There’s lots of gold news out this morning, what with stories about the Saudis having quietly added 180 tonnes to their reserves and all manner of converts to the thinking that the metal is acting like a global currency again, by far the best global currency in a sea of bad ones given what governments have been doing with their paper money in recent years.
In the Globe and Mail this morning was this report on the subject (hat tip Dan) that comes with a somewhat different slant due largely to the fact that it originated in Canada.
A major global currency suddenly looks shaky; a handful of European countries cling to life preservers in a sea of debt; the global recovery shows signs of sputtering; tensions across the Middle East rise; and the leaders of the free and not-so-free world can’t seem to agree on anything, from major financial reform to the tricky task of unplugging cash lifelines from ailing economies.

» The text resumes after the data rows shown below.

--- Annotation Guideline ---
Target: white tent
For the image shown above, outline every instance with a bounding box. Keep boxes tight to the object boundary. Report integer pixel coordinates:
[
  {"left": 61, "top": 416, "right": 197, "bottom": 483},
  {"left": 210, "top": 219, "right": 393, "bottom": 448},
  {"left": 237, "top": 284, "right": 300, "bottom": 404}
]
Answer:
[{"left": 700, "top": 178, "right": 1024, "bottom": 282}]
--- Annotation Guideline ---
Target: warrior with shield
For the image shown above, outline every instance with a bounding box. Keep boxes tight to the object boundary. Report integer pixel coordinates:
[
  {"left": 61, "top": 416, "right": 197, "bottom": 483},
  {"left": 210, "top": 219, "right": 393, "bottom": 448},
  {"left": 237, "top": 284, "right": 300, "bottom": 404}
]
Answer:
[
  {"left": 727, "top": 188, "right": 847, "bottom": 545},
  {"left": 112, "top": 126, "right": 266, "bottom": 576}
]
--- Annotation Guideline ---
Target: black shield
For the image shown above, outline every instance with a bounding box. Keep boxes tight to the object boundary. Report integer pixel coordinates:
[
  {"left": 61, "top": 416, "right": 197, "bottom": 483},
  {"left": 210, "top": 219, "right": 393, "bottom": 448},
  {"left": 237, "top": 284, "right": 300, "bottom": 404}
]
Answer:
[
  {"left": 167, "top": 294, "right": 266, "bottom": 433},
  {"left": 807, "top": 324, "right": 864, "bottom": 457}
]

This is the backdrop to the Great Gold Rush of 2010…
Gold did come down somewhat in mid-May, right on seasonal cue, before taking off to new heights. But before reaching for that sell button, it’s worth noting that the average decline is less than 1 per cent. Gold mining stocks, though, are another matter. “Gold equities are super-strong in September,” Dr. Murenbeeld, chief economist with Dundee Wealth Economics, said the other day from his office in Victoria. “So in July, you want to start buying. … You can get a seasonal [price] swing of 5 per cent. Now that is noticeable.”
Dr. Murenbeeld is not now and never has been a member of the fraternal order of gold bugs or conspiracy theorists who like to hijack debates about the precious metal. His is the rational eye of an economist who has assiduously tracked the metal’s ups and downs within the context of global financial and economic shifts for more than three decades. “I just happen to like analyzing it. It’s a simple sort of weather vane on what goes on in the world. It’s kind of like a currency. It’s a window into a whole bunch of things about a country and even the global economy.”
Clearly, economists in Canada are different than those in the U.S., beginning with the fact that they think the price of gold is relevant to anything happening in this century.